Some people, such as Jia Tolentino of the New Yorker, seem to see “boof” as a clear reference to the practice of ingesting alcohol or drugs anally. (That’s definitely the top definition for the term on Urban Dictionary.) But, as with “Devil’s Triangle,” just because some people use it that way doesn’t mean Kavanaugh himself did.

There’s even more reason to be skeptical because Urban Dictionary is a repository of slang from the 2000s and 2010s — it’s not generally known for its ability to capture how a term might have been used by its users’ parents when they were high-school students.

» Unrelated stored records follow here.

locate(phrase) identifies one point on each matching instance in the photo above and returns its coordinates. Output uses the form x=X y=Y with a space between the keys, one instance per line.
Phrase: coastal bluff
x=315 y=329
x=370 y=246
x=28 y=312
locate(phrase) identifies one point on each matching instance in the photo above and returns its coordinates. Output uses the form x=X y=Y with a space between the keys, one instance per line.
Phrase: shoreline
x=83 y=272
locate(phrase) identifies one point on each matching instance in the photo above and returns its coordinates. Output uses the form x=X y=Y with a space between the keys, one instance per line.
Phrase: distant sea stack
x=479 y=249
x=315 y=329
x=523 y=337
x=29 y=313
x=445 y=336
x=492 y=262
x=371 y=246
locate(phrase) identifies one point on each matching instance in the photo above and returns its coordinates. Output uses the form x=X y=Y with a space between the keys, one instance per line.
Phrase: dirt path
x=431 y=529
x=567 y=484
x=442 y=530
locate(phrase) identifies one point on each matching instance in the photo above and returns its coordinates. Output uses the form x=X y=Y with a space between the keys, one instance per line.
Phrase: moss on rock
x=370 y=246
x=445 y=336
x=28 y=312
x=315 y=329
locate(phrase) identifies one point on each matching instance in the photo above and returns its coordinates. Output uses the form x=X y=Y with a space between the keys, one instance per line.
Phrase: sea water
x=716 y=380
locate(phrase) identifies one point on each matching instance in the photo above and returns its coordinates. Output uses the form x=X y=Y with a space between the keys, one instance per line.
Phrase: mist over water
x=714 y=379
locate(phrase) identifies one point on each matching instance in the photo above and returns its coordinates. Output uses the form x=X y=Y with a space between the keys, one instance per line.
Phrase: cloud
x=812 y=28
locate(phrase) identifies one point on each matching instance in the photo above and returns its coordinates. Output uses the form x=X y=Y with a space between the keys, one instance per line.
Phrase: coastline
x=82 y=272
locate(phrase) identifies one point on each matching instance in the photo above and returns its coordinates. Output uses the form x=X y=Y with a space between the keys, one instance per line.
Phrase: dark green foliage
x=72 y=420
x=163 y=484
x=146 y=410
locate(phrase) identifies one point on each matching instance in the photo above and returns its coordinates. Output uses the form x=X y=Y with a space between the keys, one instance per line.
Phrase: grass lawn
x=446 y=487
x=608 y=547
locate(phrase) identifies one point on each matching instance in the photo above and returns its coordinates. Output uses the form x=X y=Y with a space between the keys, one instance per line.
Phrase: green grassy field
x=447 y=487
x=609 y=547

One Daily Kos blogger, who claims to be of Kavanaugh’s generation, defines the term slightly differently:

I was a teenager in the 80’s, and “boof” was a little bit of slang we tossed around, thinking ourselves funny. I think “bufu” was also in somewhat common use. I don’t know what “boof” meant in Brett Kavanaugh and Mark Judge’s world, but I recall it to mean the act of having sex with someone in the “back door”, as we would have said.

It’s possible that “boofing” refers to something else. It’s a technical term in kayaking — maybe Kavanaugh, athletic as he was, was just immortalizing a bit of good clean outdoor fun. If so, it’s an outlier in Kavanaugh’s yearbook blurb, which on the whole is dedicated to immortalizing a scene of heavy drinking and occasional ralphing.